Visualising big trees (again)

rdmpage

Being a sucker for punishment I keep returning to the problem of visualising big trees. My latest quick and dirty demo uses Google Maps and generates image tiles using spatial queries on a MySQL database. Blog post here http://iphylo.blogspot.co.uk/2015/09/visualising-big-phylogenies-yet-again.html and live demo here http://bionames.org/~rpage/deep-tree-experiments/index.html

There are two algorithmic/design issues to solve for this to be really usable. The first is reducing the number of nodes drawn at each zoom level (ideally to something roughly constant per 256 x 256 pixel tile), the second is determining what labels should be displayed at what zoom level. I’d welcome thoughts on that, I recall some work has been done on the first problem as part of the TreeJuxtaposer project.

Brian_OMeara

Thinking way outside the box here, but maybe this is (finally, after about 280 yrs) a good use case for ranks? Zoom level 17+ show species names, zoom 13-16 show genera, zoom 0 shows domains, etc. Ranked groups are the names most people will recognize, and they’re organized to be useful collections at varying scales. Maybe some posthoc adjusting: i.e., of all the families to show in this window at this zoom, show no more than 7, and make them be the ones with the greatest diversity.

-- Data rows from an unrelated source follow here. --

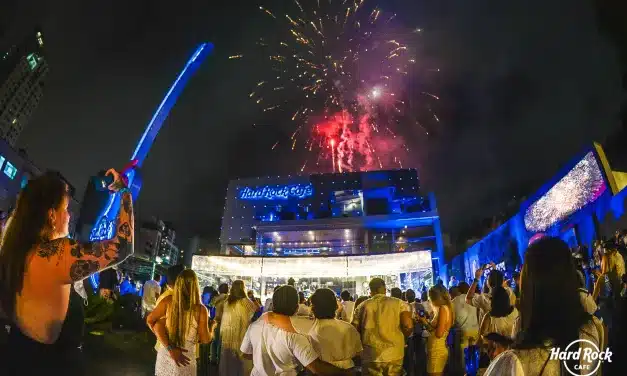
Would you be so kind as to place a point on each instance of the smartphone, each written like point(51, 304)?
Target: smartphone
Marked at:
point(101, 183)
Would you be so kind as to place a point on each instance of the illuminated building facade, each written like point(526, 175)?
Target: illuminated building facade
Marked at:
point(15, 171)
point(261, 274)
point(332, 214)
point(22, 73)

For the drawing, why not cache the generated tiles? First time someone looks at a particular area at a particular zoom, it takes a while to render, but after that the cached image is used. Doesn’t take much more time on the back end and makes the app faster as it gets used. You could also have a script that pre-caches tiles in the background, depending on your overall server load.

dwbapst

Tangential, but…

“…maybe this is (finally, after about 280 yrs) a good use case for ranks…”

‘Hssssss,’ said the paleontologist.

More on topic, yeah, I think zooming named clades is probably the way to go here. After isn’t the common solution we’ve been using since we started making large trees a few decades ago just to collapse diverse groups when they clutter up the figure we want to present?

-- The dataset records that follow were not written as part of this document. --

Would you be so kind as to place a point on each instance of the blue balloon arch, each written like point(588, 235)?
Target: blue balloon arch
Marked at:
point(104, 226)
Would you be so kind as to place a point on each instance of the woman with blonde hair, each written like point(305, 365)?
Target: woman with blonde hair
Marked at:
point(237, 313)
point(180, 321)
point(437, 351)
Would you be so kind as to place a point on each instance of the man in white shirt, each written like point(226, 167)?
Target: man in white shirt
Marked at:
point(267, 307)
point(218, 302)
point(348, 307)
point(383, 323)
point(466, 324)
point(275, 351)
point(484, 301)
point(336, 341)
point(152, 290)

Just a thought, but perhaps even named paraphyletic groups might be useful in some cases (…oh, yes, I went there).

rdmpage

I guess the problem with ranks is the assumption that they will match a particular zoom level, and that there will be names with ranks in all parts of the tree. What I’d like to do is compute from the tree which bits should be labelled, then apply appropriate labels. But it would be good to label key taxa as well (e.g., model organisms).

Re caching, the tiles are cached in the browser, but yes, server-side caching would help.

rdmpage

One reason for the Google maps route is that the infrastructure for zooming a fixed drawing space already exists. Approaches that distort the space, or change the tree structure itself are going to require more work. All possible approaches, of course.